Christmas, Violence, and Being White in America
Usually, I associate Christmas with things like hot wassail, sleeplessness and family-time. Pleasant memories, conjured up by the comfort of tradition. This year, though, I can't help but feel more than a twinge of discomfort. While I sip on my wassail and give in to my mother's good-natured but never-ending deluge of family pictures, the children, siblings, and parents of Mike Brown, Trayvon Martin, Eric Garner, and Tamir Rice are likely experiencing a heartbreaking holiday. I don't want to speak for them, but I can only imagine that they are suffering.
So, I could plunge into self-inflicted, so-called "white guilt," punishing myself for being born with a privilege these men never had access to. This response, however, is ultimately self-serving: to assure myself that I feel bad about what's happening so that my life can remain functionally unchanged. When I find myself swinging between feelings of outrage and despair, as I have been for months now, hungering and thirsting for true righteousness, I've learned to instead turn to the source of my hope.
Jesus was undeniably born into a violent world and a violent narrative. The very location of his birth was forcefully moved by the oppressive empire (Rome) who issued a census (for the purposes of accurate taxation) of the far-reaching empire they settled and built by force (Luke 2.1). Upon finding out that Eastern mystics came seeking another prophesied King, the paranoid and power-hungry vassal-king the Romans put in place to subdue the Jewish region of their empire, Herod, immediately slaughtered every two-year-old boy in the vicinity of Jesus' birth town, Bethlehem (Matthew 2.16). To ancient Jewish readers, this event would immediately call to mind yet another foreign oppressor from their past, Pharaoh in Egypt, who at one point threw every Hebrew boy into the Nile for fear of their growing numbers (Exodus 1.22).
Here we have a people, a tribe, an ethnic group, repeatedly subjugated by foreign power. When this power is seemingly threatened, either in truth or by perception, violent means are taken to eliminate said threat. Even Israel, the tribe chosen by God to bless the world, was not immune to the temptation of exercising such power to violent ends once they had an established kingdom and military power (see the long list of wicked Kings in the Old Testament books of Kings and Chronicles). This is what humans do. This is the mess we create when left to our own devices. This is the "wickedness" that God saw when he looked down and "regretted that he had made human beings on the earth." (Genesis 6.6)

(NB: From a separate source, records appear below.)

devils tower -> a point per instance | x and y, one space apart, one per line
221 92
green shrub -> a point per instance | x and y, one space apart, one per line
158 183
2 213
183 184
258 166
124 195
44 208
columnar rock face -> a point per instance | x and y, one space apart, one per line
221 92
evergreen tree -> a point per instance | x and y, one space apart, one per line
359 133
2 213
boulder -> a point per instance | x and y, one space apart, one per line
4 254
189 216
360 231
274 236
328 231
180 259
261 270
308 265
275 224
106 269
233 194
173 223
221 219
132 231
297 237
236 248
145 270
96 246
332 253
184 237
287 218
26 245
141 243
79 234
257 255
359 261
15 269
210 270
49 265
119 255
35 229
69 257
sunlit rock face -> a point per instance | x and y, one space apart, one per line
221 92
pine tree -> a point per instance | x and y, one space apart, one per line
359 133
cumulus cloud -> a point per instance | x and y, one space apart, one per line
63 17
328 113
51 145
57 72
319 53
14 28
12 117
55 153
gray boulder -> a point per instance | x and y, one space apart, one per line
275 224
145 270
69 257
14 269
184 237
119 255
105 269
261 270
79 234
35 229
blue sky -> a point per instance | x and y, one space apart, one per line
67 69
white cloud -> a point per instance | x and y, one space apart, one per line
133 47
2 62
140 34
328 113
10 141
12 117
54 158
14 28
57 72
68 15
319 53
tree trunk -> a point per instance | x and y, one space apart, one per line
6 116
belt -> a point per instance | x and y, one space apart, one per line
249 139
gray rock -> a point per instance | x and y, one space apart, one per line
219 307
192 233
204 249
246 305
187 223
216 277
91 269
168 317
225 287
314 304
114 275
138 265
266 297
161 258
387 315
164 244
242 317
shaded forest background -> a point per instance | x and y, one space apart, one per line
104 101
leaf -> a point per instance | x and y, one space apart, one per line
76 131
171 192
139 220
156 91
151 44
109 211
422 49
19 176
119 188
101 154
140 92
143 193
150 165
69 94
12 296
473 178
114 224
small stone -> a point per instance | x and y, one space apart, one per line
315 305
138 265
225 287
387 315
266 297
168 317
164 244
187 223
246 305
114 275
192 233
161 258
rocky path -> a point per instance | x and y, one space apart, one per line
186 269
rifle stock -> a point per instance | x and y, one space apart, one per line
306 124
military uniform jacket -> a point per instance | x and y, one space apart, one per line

But, looking down at us, in a self-inflicted disaster rooted in our original desire to have God-like power (see Genesis 3.5), God's love for his creation prevailed. God's love eclipsed His regret at what we became, and God came to us. God came through a young, scared peasant girl who courageously and thoughtfully took on the responsibility of mothering an unexpected child. God's love came through Joseph, a righteous man who preserved the sanctity of his wedding vows, but refused the temptation to publicly shame his pregnant fiance and instead submitted himself to the process of fathering a child that wasn't his own. God's love came through Jesus, who placed himself in the middle of the worst that humans could throw at him, the violence that we inevitably turn to when we seek to establish our own "kingdoms" among ourselves, rather than God's.
There is despair in the black community of America. Cornel West would call it a sense of "nihilism," a deep and profound feeling of worthlessness. While people very quickly want to debate the particulars of each incident, the innocence of the victims, the grand jury process, the question of militarism of the police, or the fact that white men get shot by black cops and the media has nothing to say about it, I can't help but feel a similar sense of despair. All is not right in the world, and no debate, explanation, or media-blaming can ultimately make me feel better about that.
As people of the cross, the community surrounding that tragic symbol of what humans will do to an innocent life, to their very Creator come among them, we truly cannot hold ourselves distantly aloof from the recent happenings in our country. We can't hide behind explanations and arguments for one simple reason: God didn't.
Jesus had the ultimate opportunity to stay unaffected by the disaster we created, and he instead chose ultimate intimacy with our sin (Philippians 2.6-8). If you call yourself a Christian, if you seek to put your life at all under Jesus' lordship and ruling, and if you ever utter the phrase, "Your kingdom come, on earth as it is in heaven," then I implore you to follow Jesus into the mess. Stop using whatever you are using to keep yourself at a distance. Think upon that helpless baby, born among animal feces and eventually killed as a criminal, naked and bleeding and on display for all to deride, and allow yourself to enter the brokenness surrounding us.
I promise that Jesus is already there.